Cook3 hrs 30 mins
I just love lamb shanks and am hoping to try this soon before lamb goes up to much in price. The recipe is from our state daily paper The West Australian. Verjuice is made from white grapes, so at a pinch you could use a dry white wine.
- 2 tablespoons extra virgin olive oil
- 6 lamb shanks
- sea salt
- pepper (freshly ground)
- 10 rosemary sprigs
- 1 head garlic (large, each clove peeled and 3 minced)
- 1 preserved lemon (whole, rinsed)
- 2 cups verjuice (500ml)
- 1 cup chicken stock (or vegetable)
- 6 bay leaves
- 1 teaspoon black peppercorns (whole, cracked)
- 1 teaspoon salt
- Preheat oven to 160°C.
- On the stove heat the oil in a large casserole dish (that is ovenproof).
- Season the lamb shanks with the sea salt and freshly ground pepper.
- Add 3 shanks to the casserole dish and cook over moderate heat until browned all over (about 8 minutes), rest to one side.
- Add the remaining 3 shanks and the rosemary to the casserole dish and cook until browned and then add the minced garlic and cook for another minute.
- Remove from the heat and return the first 3 shanks to the casserole dish or pot.
- Remove the pulp from the lemon and cut the lemon rind into 8 pieces and add the the lamb along with the verjuice, stock, garlic cloves, bay leaves, cracked peppercorns and salt.
- Bring to the boil and cover tightly and braise in the oven for 3 hours or until the meat is tender, turn the shanks occasionally.
- Transfer the lamb to a platter and cover to keep warm.
- Discard the rosemary stems and bay leaves and skim as much fat as possible from the sauce in the casserole dish.
- Return the shanks to the sauce and cook over moderate heat until warm.
- Spoon into bowls and serve.
- I would serve with mashed potato and steamed vegetable.

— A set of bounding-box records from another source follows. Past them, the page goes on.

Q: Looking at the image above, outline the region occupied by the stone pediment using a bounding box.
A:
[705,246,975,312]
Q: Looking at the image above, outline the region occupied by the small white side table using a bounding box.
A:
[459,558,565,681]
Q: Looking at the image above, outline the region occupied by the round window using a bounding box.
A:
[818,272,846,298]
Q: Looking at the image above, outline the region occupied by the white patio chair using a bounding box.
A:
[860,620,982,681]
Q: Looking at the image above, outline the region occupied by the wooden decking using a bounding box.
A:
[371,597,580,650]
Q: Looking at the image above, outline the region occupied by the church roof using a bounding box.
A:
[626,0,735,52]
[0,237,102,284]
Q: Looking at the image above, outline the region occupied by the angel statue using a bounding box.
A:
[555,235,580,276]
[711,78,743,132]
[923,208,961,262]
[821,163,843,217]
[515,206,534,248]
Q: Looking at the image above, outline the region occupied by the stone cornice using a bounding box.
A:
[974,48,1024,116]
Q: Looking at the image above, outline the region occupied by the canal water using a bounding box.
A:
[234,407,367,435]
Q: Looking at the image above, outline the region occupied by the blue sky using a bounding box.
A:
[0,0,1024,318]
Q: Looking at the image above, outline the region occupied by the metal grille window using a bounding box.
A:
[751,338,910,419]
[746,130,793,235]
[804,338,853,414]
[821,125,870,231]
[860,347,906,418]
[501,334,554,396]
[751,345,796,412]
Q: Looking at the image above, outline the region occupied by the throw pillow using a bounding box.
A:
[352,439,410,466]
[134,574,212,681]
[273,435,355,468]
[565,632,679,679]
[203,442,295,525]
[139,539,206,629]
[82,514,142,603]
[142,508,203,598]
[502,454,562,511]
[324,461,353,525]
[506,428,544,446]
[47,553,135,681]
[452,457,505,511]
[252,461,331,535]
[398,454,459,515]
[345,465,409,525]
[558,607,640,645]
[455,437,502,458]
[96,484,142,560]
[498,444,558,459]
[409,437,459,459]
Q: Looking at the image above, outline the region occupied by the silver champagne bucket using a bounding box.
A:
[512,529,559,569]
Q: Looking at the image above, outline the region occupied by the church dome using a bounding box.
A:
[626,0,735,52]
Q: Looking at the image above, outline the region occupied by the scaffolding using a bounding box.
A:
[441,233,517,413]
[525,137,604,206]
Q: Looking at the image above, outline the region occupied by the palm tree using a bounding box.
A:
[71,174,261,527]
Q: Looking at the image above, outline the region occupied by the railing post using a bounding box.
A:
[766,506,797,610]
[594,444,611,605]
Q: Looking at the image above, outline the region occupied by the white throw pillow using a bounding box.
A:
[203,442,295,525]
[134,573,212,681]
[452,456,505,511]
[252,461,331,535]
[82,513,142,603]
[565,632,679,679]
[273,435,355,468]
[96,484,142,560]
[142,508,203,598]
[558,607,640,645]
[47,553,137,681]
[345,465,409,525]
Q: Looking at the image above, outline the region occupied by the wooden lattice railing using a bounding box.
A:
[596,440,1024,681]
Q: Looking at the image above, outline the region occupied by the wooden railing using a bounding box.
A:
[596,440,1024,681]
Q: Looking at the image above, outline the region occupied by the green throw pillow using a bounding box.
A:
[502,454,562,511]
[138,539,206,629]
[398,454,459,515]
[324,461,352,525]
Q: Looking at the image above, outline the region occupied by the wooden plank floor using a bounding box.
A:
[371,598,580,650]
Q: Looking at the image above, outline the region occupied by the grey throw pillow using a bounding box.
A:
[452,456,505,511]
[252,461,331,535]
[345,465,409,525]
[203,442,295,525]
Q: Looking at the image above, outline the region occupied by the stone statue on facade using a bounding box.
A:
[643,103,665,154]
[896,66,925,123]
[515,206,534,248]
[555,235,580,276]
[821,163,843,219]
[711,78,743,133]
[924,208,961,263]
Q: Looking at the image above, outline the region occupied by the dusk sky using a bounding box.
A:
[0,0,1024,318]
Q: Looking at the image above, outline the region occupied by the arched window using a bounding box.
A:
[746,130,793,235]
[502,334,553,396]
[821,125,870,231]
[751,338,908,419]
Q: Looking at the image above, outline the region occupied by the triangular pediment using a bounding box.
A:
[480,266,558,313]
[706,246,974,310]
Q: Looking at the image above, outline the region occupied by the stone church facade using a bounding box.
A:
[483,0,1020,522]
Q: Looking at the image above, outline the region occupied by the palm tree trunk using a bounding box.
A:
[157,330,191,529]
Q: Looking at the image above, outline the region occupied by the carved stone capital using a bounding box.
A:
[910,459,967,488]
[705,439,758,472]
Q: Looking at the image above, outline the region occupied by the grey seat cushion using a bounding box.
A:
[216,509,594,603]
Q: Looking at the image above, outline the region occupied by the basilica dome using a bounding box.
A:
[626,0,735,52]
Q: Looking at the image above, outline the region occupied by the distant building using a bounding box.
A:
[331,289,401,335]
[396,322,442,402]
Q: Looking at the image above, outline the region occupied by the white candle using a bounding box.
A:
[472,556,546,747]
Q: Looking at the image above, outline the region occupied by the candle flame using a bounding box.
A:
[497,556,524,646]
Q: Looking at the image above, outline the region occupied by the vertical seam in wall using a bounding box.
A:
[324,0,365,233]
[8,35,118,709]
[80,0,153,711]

This was a delicious dinner thanks Pat. I had to use bottled crushed garlic, so just used a big tablespoon of that (I followed the recipe otherwise). When the shanks were done, I removed them, strained the broth and returned it to the pan. I reduced it by about half, then popped the shanks back in to keep them warm while I organised the veg. I didn't have anything to garnish the dish with, so added in some peas right at the end to brighten it up. This is lovely and light and quite lemony and the shanks certainly were tasty and tender. I think a white wine would work just as well as the verjuice and reduce the cost of the dish a lot.
Delicious! We scaled it down to 2 shanks, but I wanted lots of sauce so we kept the sauce proportions for that reason. It's a nice change from the usual red wine and/or tomato based sauces. I added a tablespoon of Dijon mustard, a diced carrot, two finely chopped leeks, and substituted a fresh lemon for the preserved one, so it required a bit more salt. I also cooked it in a cast iron braising pot in the oven for three hours at 250 degrees Fahrenheit. Then I removed the shanks, chilled the liquid, and removed as much solidified fat as I could. I had two bulbs of fennel, so I quartered them lengthwise and caramelized the wedges in the same pot on top of the stove, added a cup or so of red grapes, placed the chilled shanks on top, and poured the sauce (with all solids included except the cooked lemon wedges) over it all to finish cooking the fennel and reheat the lamb. We both enjoyed this recipe very much, served with some jasmine rice and some roasted cubes of butternut squash.